Edwin (se prononce Edwine), le tatoueur, prépare calmement son matériel pendant que je remplis une feuille sur mes potentielles allergies et tout ce qui va avec. J'envoie un message à mes parents, que j'accompagne d'une photo du formulaire, pour les remercier. Ils ont un rendez-vous important et n'ont pas pu m'accompagner. De toute façon, je n'avais pas vraiment envie qu'ils soient là, surtout si c'est pour me faire des reproches et critiquer ma décision.

Je vérifie l'exactitude de mes informations et bute sur mon nom de famille. À contre cœur, j'écris « Keaton » parce que c'est le nom qui est noté sur ma carte d'identité et que la procédure veut que j'utilise celui-ci. Je ne sais pas pourquoi je ne l'ai jamais faite changer. En étant une Anderson, ça serait un jeu d'enfant, mais ça ne m'est jamais venu à l'esprit.

Dean prend un coup de fil devant la vitrine de l'enseigne. Le shop a été privatisé rien que pour nous, pendant 2 après-midis complètes.

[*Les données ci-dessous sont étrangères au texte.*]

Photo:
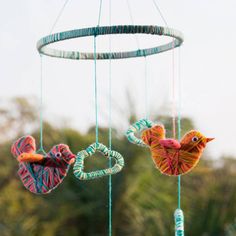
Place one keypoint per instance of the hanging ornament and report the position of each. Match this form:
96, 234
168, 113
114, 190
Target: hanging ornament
39, 173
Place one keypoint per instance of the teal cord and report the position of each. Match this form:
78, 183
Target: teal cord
132, 21
100, 12
159, 11
95, 90
146, 97
110, 133
59, 15
41, 149
179, 130
95, 76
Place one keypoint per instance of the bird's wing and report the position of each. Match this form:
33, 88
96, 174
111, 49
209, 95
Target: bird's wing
170, 143
155, 133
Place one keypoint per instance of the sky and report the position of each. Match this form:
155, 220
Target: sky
205, 63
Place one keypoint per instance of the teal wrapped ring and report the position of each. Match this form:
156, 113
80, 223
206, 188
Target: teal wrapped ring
105, 30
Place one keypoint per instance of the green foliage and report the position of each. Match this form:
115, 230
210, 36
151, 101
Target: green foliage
143, 200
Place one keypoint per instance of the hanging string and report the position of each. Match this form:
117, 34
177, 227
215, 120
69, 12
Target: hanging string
110, 134
95, 90
146, 97
132, 21
95, 75
159, 11
41, 149
100, 12
179, 124
59, 15
173, 92
179, 216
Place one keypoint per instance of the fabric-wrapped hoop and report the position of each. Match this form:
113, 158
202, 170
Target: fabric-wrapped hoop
79, 163
105, 30
138, 126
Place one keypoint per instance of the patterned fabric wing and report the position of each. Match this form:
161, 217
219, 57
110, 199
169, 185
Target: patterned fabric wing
42, 177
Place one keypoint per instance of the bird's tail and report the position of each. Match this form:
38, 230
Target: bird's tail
155, 133
25, 144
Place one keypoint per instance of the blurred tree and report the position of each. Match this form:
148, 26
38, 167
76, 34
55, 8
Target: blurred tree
143, 199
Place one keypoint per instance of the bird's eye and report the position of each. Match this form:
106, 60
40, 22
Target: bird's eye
58, 154
195, 139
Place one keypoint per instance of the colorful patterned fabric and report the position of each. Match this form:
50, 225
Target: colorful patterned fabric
138, 127
43, 176
79, 163
170, 157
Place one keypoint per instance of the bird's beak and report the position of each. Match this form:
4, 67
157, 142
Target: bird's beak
209, 139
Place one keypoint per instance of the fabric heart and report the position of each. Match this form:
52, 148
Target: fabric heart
82, 155
138, 126
41, 174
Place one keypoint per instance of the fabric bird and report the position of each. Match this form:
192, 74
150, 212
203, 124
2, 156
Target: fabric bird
41, 174
172, 157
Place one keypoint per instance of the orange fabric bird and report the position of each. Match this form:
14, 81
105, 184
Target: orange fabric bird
172, 157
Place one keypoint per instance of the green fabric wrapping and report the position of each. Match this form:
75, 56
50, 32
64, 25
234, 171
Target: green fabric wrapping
82, 155
104, 30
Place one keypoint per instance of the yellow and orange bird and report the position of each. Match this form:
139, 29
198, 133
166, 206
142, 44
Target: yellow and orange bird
172, 157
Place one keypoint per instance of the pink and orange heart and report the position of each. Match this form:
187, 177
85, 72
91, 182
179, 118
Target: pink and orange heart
39, 173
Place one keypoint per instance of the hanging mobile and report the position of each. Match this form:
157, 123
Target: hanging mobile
41, 172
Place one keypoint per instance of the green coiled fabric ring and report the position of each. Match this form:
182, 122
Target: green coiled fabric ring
82, 155
105, 30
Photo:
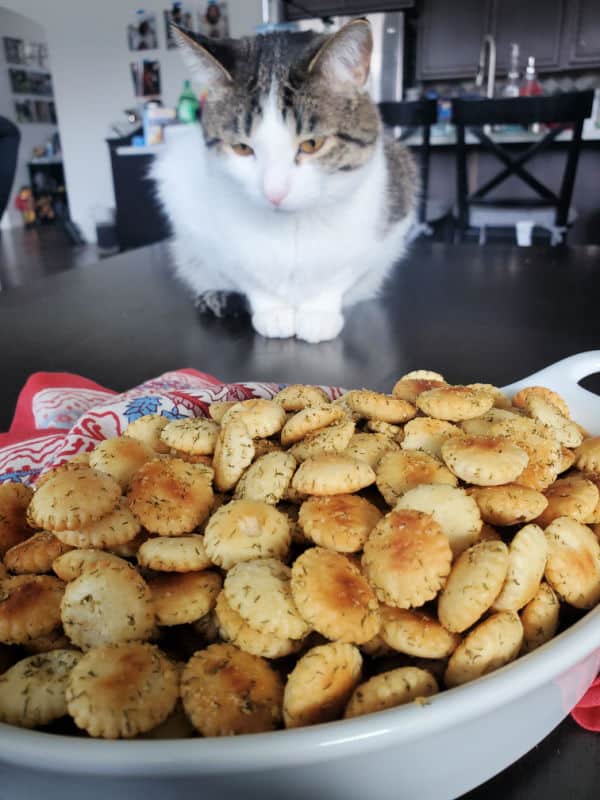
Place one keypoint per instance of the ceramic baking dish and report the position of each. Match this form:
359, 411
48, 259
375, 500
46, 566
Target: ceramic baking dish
428, 752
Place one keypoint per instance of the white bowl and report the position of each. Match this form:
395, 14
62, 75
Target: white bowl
458, 740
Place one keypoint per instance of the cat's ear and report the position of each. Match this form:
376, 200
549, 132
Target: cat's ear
344, 60
204, 58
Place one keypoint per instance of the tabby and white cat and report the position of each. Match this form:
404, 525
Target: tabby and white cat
287, 191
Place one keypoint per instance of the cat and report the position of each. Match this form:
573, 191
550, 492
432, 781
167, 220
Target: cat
286, 191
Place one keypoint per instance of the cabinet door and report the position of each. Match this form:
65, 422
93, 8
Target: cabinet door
450, 36
316, 8
582, 34
536, 27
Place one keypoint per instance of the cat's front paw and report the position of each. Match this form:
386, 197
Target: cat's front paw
318, 326
278, 322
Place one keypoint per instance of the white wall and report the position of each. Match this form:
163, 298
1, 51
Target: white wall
92, 83
32, 134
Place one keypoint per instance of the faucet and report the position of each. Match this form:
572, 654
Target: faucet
488, 42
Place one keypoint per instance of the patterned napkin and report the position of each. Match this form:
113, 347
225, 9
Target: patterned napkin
59, 415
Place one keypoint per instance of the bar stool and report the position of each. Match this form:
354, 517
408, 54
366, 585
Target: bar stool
547, 209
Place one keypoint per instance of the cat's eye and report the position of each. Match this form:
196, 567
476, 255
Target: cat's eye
310, 146
242, 149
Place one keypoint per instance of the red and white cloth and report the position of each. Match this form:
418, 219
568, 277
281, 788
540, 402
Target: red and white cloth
59, 415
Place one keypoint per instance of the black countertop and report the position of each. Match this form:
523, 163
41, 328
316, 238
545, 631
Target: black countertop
493, 314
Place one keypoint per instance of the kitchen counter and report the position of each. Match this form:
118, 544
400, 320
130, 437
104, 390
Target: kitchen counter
591, 133
493, 314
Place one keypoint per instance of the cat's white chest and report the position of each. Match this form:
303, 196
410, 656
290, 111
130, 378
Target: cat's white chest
225, 240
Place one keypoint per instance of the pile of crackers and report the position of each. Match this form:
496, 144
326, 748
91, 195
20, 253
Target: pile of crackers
293, 561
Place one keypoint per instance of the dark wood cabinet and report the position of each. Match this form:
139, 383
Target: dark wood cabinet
581, 42
563, 35
536, 25
450, 36
316, 8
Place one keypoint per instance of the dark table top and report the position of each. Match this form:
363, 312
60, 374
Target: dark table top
489, 314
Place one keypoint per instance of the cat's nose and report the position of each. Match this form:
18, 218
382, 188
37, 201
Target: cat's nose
276, 196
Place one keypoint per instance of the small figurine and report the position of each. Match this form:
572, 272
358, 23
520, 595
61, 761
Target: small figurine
25, 203
44, 208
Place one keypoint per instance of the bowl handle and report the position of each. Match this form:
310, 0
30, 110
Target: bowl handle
563, 377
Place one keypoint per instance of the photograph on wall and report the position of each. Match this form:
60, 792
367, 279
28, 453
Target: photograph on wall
146, 78
36, 54
214, 20
14, 50
23, 111
180, 16
41, 111
40, 83
141, 34
19, 81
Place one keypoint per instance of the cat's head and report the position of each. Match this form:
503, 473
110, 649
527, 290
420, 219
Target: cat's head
287, 115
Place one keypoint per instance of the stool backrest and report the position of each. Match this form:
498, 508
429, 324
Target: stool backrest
562, 111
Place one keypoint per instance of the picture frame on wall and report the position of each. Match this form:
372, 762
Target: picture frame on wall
41, 83
14, 50
23, 112
41, 110
180, 16
146, 78
19, 81
141, 33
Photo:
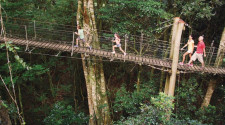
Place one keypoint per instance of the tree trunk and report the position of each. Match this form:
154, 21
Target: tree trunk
139, 78
172, 38
4, 115
175, 58
212, 83
93, 69
220, 54
208, 95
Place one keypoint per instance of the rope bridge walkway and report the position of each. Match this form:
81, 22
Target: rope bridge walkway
139, 49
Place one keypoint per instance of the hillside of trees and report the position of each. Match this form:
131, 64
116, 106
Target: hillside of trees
41, 89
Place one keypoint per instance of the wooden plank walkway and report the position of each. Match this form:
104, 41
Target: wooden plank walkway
129, 57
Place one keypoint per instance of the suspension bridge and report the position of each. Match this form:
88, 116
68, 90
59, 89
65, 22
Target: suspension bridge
139, 48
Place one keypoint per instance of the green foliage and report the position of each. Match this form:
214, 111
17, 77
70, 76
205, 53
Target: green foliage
198, 9
131, 16
64, 115
187, 98
159, 112
207, 114
129, 102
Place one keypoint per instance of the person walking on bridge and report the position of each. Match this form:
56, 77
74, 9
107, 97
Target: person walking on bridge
199, 52
118, 44
80, 33
190, 45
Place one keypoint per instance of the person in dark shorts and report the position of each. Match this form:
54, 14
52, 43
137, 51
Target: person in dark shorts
80, 34
118, 44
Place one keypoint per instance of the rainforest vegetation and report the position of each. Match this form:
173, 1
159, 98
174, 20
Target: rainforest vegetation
41, 89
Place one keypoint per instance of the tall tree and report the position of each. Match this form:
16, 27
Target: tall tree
4, 115
212, 82
93, 67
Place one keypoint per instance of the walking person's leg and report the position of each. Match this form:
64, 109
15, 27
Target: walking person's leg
190, 55
77, 42
184, 55
200, 59
122, 51
193, 58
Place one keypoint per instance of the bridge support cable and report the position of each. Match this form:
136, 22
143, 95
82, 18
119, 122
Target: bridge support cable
35, 34
73, 44
211, 52
172, 37
27, 46
126, 40
175, 58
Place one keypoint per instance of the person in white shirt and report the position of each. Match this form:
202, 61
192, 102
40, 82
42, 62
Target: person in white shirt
190, 45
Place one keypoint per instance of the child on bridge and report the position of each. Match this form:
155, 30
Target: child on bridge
80, 34
190, 45
199, 52
118, 44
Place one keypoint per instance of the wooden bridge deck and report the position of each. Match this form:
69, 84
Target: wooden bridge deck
101, 53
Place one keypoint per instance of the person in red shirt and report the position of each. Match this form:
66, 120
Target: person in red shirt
199, 52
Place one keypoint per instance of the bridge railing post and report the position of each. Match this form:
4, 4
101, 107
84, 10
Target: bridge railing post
125, 40
27, 46
175, 57
141, 42
35, 35
210, 54
73, 43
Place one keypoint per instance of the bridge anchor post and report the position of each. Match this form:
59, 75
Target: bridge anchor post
175, 58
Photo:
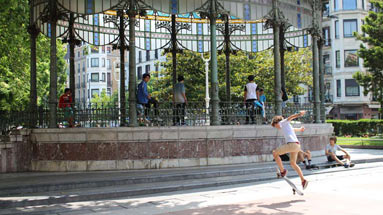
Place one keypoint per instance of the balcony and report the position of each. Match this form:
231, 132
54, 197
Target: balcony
327, 70
329, 98
327, 43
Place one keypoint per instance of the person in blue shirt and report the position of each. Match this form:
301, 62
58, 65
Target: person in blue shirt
145, 99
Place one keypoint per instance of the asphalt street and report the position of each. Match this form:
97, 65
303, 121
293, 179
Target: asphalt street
334, 191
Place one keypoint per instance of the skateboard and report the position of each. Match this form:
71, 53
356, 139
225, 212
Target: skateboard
295, 189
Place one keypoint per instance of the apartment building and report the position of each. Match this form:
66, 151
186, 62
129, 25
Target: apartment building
97, 68
344, 97
341, 18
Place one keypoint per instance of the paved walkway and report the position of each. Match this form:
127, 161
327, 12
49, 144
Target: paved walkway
39, 178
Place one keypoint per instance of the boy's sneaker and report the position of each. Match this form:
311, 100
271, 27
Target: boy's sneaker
284, 173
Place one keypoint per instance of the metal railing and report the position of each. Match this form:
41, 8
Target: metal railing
164, 114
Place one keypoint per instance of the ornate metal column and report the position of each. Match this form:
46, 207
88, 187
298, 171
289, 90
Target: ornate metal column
274, 20
131, 7
33, 32
174, 51
53, 17
173, 28
321, 72
316, 33
72, 42
227, 30
227, 63
122, 47
214, 67
321, 82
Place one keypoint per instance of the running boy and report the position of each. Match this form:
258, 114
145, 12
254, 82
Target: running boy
292, 145
330, 151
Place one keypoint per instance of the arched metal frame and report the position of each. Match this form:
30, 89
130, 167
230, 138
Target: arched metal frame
150, 27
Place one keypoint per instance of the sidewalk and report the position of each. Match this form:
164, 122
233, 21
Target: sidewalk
25, 189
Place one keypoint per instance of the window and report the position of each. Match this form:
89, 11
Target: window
139, 72
337, 59
94, 77
95, 92
327, 64
349, 27
94, 49
350, 58
326, 36
338, 88
352, 87
108, 79
336, 5
296, 99
94, 62
349, 4
103, 77
326, 9
147, 55
336, 29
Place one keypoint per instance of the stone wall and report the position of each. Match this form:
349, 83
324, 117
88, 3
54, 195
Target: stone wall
15, 152
87, 149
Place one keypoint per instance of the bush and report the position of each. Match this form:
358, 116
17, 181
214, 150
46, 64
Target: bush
358, 128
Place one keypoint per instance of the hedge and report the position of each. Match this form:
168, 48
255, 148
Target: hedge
361, 127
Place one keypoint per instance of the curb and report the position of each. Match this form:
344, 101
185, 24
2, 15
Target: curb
361, 147
145, 191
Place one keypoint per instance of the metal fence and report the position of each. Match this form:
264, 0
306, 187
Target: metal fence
164, 114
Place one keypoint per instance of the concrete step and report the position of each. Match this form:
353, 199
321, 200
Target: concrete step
156, 186
61, 182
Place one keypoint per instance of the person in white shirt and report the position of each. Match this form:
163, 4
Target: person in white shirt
250, 96
292, 145
331, 150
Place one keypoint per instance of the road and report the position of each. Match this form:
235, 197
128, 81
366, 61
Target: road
333, 191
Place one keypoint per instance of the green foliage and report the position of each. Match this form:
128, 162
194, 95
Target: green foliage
356, 127
15, 58
104, 100
372, 54
261, 64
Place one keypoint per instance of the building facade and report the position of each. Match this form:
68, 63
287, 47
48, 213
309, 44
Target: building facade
341, 18
97, 69
344, 97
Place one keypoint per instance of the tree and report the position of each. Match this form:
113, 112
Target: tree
15, 58
372, 54
104, 100
260, 64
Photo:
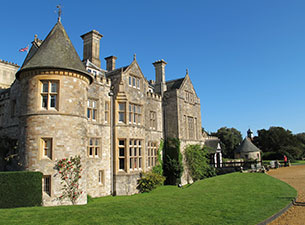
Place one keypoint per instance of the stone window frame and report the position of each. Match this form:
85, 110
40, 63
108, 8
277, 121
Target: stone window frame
13, 108
46, 104
121, 155
46, 184
134, 81
107, 112
190, 127
94, 147
101, 177
152, 154
135, 154
92, 109
121, 111
135, 113
46, 148
189, 97
153, 120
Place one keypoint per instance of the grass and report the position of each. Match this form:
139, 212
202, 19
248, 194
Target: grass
228, 199
295, 162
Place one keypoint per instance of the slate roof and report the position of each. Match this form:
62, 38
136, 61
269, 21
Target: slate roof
174, 84
56, 51
247, 146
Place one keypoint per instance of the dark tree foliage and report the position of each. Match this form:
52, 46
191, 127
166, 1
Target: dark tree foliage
230, 138
172, 161
277, 142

Demain, à la même heure, Ed et Victor passeront sur cette même table pour marquer leur peau de la devise de notre famille ainsi que de son symbole. Cette idée me comble de joie puis mon estomac se tord en pensant à Matthew que j'ai mis à l'écart. Je ne sais plus si je peux avoir confiance, ni si je peux compter sur lui ou encore s'il est toujours mon frère.

S'il est toujours un Anderson.

L'artiste, aux cheveux blonds platine surplombés d'un bonnet en laine gris et à la peau recouverte de tatouage, s'approche de moi en replaçant son gant sur ses mains habiles. Je lui souris poliment tandis qu'il prend ma fiche et la vérifie un instant.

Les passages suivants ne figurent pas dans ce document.